In today’s world if a business idea is not tech-enabled the chances of reaching millions of people to make it a scalable venture are relatively slim. The creative arts are getting there, but there’s a digital element to creative arts that’s making them reach their success. In Africa the Internal Rate of Return of venture funding is at a fraction of where it is elsewhere in the world. Moreover, the bulk of the money being invested is at the early stages in seed and pre-seed, making Africa an immature market of venture capital.

Acquisitions remain by far – even in highly mature venture capital markets – the most common type of exit strategies, which can happen at any stage but will command the same amount of rigorous due diligence. For angel and seed investors, to realize exits we must follow, prepare, and optimize portfolios-based on what we know about the assets, the market it’s in and the particular asset class.


Your series A checklist entails the requirements that Y-Combinator says you need to have to be certain that your start-up is set and prepared for the long term. The checklist provides a rigorous analysis of what every investor should check on while investing in a startup. These requirements are broken down into five categories namely corporate records and charter documents, business plan and financials, Intellectual property, security issuances and material agreements and legal.


Reporting means asset tracking. It informs future decisions and creates good habits for start-ups, and it informs the portfolio decision making. In metrics, both quantitative and qualitative data should be tracked. However, the most important thing is that it’s done regularly and consistently. You can track trends if you don’t have the data. Context is another one of the most critical elements of portfolio monitoring. You can’t be bigger than the market as an investor, this is why market timing and stage matter. You must understand the market and stage, the expectations required at each point, and why they matter. Understand the individual assets and whole portfolio against the relevant benchmarks. By combining quantitative data with qualitative evaluation, we can begin to de-risk portfolios.

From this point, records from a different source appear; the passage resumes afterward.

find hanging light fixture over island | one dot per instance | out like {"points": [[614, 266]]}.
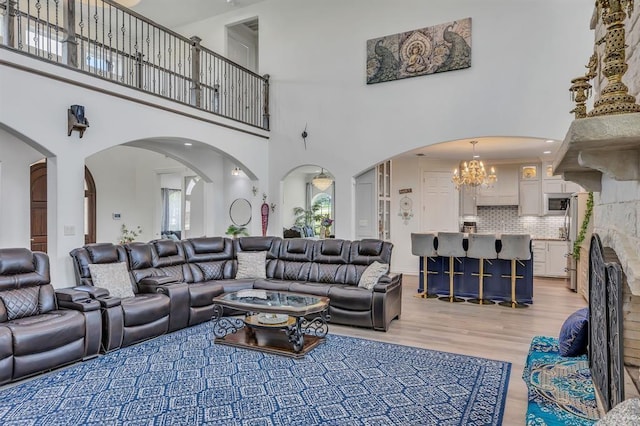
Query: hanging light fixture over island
{"points": [[473, 174]]}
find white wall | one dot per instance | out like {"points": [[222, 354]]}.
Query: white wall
{"points": [[34, 107], [134, 191], [524, 54], [294, 188]]}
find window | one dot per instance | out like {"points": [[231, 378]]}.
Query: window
{"points": [[190, 184], [322, 207], [171, 209]]}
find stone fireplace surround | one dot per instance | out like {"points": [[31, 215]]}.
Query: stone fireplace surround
{"points": [[602, 154]]}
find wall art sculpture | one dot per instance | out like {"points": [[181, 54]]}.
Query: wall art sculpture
{"points": [[440, 48]]}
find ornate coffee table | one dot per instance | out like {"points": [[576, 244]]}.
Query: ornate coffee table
{"points": [[278, 322]]}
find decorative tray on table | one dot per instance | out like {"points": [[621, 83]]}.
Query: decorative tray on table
{"points": [[271, 319]]}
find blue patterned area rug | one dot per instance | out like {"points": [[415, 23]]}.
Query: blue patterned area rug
{"points": [[184, 379]]}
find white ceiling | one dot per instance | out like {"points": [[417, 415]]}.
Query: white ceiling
{"points": [[173, 13], [494, 149]]}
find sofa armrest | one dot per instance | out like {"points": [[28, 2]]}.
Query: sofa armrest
{"points": [[94, 292], [158, 280], [387, 282], [70, 298], [179, 298], [387, 302]]}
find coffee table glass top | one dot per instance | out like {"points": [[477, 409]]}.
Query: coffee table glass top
{"points": [[273, 301]]}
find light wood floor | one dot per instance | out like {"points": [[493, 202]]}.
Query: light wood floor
{"points": [[491, 332]]}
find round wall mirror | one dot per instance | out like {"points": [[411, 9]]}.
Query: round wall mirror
{"points": [[240, 212]]}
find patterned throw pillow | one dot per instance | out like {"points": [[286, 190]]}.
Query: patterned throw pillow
{"points": [[112, 276], [574, 334], [372, 274], [252, 264]]}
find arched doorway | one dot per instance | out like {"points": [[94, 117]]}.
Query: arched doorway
{"points": [[38, 199]]}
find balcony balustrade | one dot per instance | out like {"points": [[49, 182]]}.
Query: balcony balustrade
{"points": [[105, 39]]}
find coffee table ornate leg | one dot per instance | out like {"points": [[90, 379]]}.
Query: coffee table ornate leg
{"points": [[296, 336], [317, 326], [224, 325]]}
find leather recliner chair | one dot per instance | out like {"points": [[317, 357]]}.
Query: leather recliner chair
{"points": [[128, 320], [35, 335]]}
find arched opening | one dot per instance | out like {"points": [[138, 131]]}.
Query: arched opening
{"points": [[308, 207]]}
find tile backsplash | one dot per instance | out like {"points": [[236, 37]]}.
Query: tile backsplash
{"points": [[505, 220]]}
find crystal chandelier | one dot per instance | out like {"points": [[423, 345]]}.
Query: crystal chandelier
{"points": [[322, 181], [473, 174]]}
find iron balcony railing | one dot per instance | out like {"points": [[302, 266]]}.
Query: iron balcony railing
{"points": [[107, 40]]}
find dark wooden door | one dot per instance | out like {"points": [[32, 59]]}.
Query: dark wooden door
{"points": [[39, 207], [89, 207]]}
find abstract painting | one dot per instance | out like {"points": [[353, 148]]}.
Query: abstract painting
{"points": [[440, 48]]}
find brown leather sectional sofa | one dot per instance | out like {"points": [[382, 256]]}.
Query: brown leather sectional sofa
{"points": [[190, 273], [41, 329], [174, 283]]}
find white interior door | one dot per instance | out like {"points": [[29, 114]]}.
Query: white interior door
{"points": [[439, 202]]}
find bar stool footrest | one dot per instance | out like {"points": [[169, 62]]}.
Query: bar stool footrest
{"points": [[478, 301], [452, 299], [513, 304], [423, 295]]}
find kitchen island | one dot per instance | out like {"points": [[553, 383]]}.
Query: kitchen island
{"points": [[497, 284]]}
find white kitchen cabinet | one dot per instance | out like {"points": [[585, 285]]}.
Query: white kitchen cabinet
{"points": [[530, 202], [550, 258], [504, 192], [468, 202], [559, 186], [547, 171]]}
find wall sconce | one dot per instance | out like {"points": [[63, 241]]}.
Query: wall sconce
{"points": [[76, 120]]}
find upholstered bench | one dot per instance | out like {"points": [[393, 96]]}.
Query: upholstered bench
{"points": [[560, 389]]}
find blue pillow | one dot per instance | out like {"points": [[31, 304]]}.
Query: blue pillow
{"points": [[574, 334]]}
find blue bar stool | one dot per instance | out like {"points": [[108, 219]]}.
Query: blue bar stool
{"points": [[483, 248], [450, 245], [423, 245], [516, 248]]}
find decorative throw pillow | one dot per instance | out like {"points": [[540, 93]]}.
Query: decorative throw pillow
{"points": [[252, 264], [112, 276], [574, 334], [372, 274]]}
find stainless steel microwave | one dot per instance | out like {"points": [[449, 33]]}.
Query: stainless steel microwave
{"points": [[556, 204]]}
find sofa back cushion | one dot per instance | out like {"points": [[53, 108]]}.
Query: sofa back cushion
{"points": [[269, 244], [207, 249], [167, 253], [145, 260], [25, 288], [96, 253], [365, 252], [294, 260], [331, 251], [329, 273]]}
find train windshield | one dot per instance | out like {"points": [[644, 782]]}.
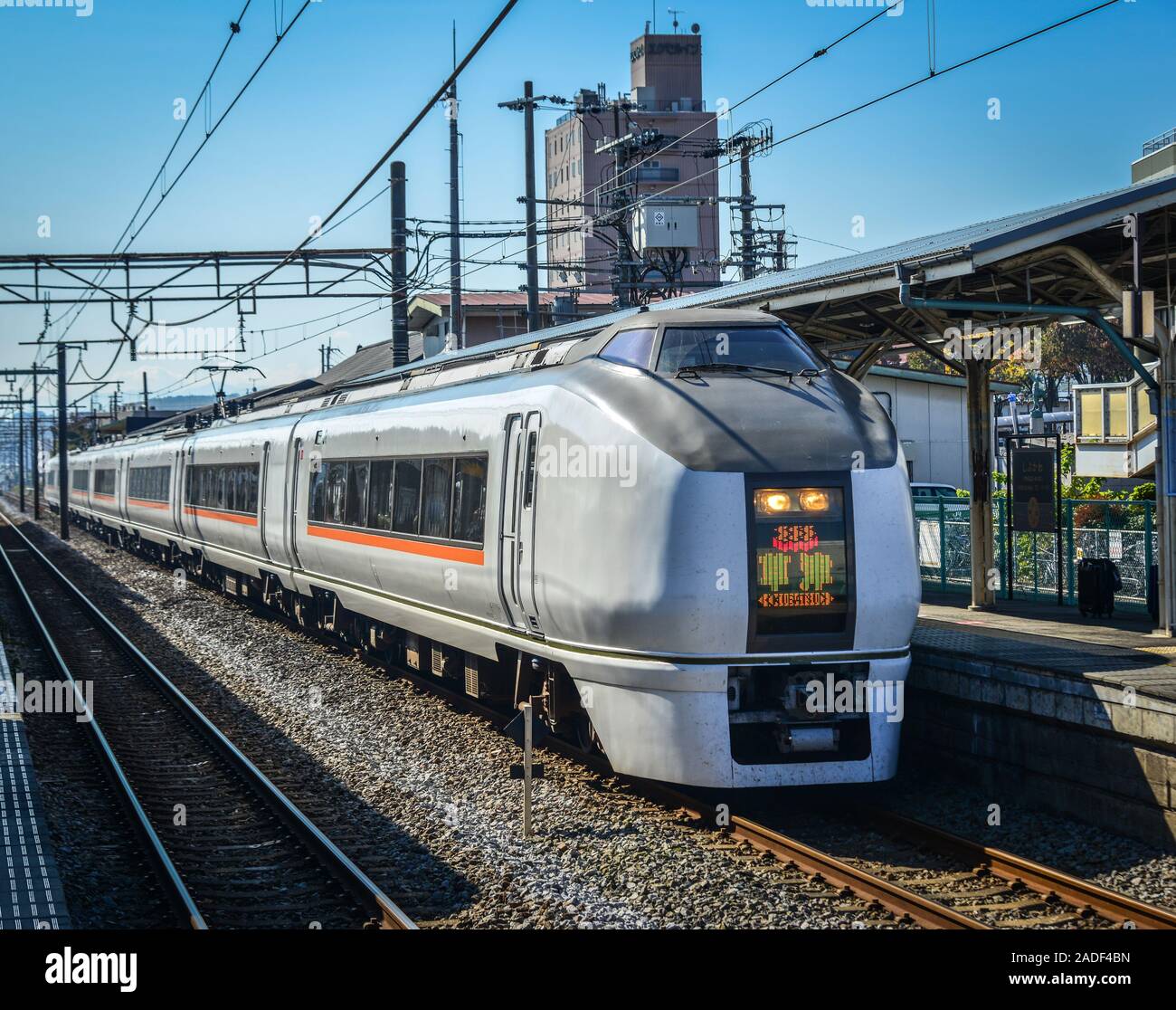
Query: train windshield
{"points": [[702, 347]]}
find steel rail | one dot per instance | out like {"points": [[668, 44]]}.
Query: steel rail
{"points": [[1082, 895], [391, 916], [902, 901], [176, 891], [874, 889]]}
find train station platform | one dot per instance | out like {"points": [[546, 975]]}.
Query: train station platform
{"points": [[1075, 713], [31, 895]]}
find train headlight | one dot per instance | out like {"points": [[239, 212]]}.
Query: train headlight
{"points": [[812, 500], [769, 501]]}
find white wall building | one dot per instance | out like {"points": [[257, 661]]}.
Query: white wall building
{"points": [[929, 412]]}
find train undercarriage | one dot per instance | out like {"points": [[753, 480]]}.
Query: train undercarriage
{"points": [[500, 684]]}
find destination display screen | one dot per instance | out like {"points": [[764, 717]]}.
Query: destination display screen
{"points": [[801, 575]]}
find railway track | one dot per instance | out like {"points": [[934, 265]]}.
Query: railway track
{"points": [[228, 848], [984, 884]]}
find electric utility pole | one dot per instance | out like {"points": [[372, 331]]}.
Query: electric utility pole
{"points": [[455, 313], [526, 105], [399, 265]]}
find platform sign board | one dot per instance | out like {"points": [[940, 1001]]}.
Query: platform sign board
{"points": [[1033, 490]]}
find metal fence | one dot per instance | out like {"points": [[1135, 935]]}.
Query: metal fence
{"points": [[1122, 531]]}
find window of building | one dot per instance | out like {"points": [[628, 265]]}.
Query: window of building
{"points": [[1116, 414]]}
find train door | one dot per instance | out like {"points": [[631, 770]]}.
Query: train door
{"points": [[517, 540], [179, 496], [121, 474], [293, 511], [262, 488]]}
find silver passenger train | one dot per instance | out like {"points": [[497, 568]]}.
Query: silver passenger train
{"points": [[671, 535]]}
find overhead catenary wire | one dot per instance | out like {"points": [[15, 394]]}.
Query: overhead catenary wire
{"points": [[379, 164], [210, 131]]}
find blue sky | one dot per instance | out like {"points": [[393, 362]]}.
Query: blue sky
{"points": [[86, 117]]}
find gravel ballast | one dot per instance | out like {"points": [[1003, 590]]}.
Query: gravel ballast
{"points": [[424, 790], [434, 818]]}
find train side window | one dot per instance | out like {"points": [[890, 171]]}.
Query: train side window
{"points": [[380, 494], [435, 500], [337, 491], [406, 496], [242, 490], [318, 494], [528, 493], [469, 500], [631, 348], [356, 493]]}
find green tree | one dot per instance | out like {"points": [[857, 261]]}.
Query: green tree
{"points": [[1081, 353]]}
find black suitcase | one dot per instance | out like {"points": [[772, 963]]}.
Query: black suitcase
{"points": [[1098, 580], [1090, 578]]}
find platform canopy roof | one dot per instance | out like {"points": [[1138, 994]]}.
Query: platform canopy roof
{"points": [[1074, 253]]}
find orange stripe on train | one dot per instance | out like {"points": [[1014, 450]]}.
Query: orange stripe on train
{"points": [[471, 556]]}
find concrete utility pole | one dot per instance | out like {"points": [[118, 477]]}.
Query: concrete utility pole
{"points": [[455, 314], [532, 228], [36, 454], [526, 105], [745, 206], [20, 444], [62, 445], [399, 266]]}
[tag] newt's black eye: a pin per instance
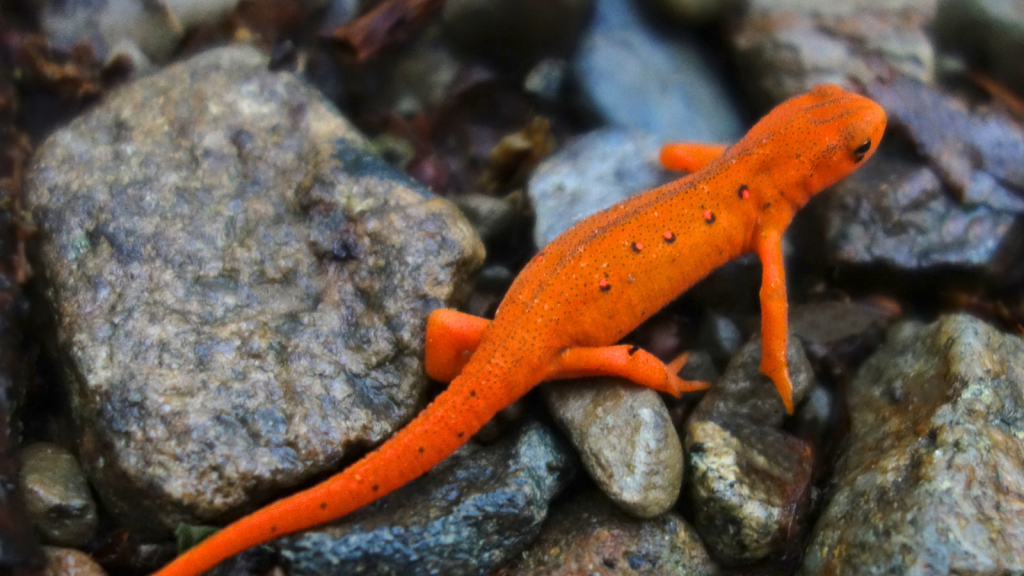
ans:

By rating individual assets and funneling efforts and resources towards high performing startups, and prioritizing liquidity events we can de-risk portfolios. The best way to know an investment worthy start-up can be broken down with the acronym, POEM. It can take 3 minutes for an expert to solve a problem that can take a startup 3 months. Through monitoring and reporting, we can understand startups’ bottlenecks. We can connect start-ups with an expert to help them resolve challenges, saving time, money and attaining their competitive position.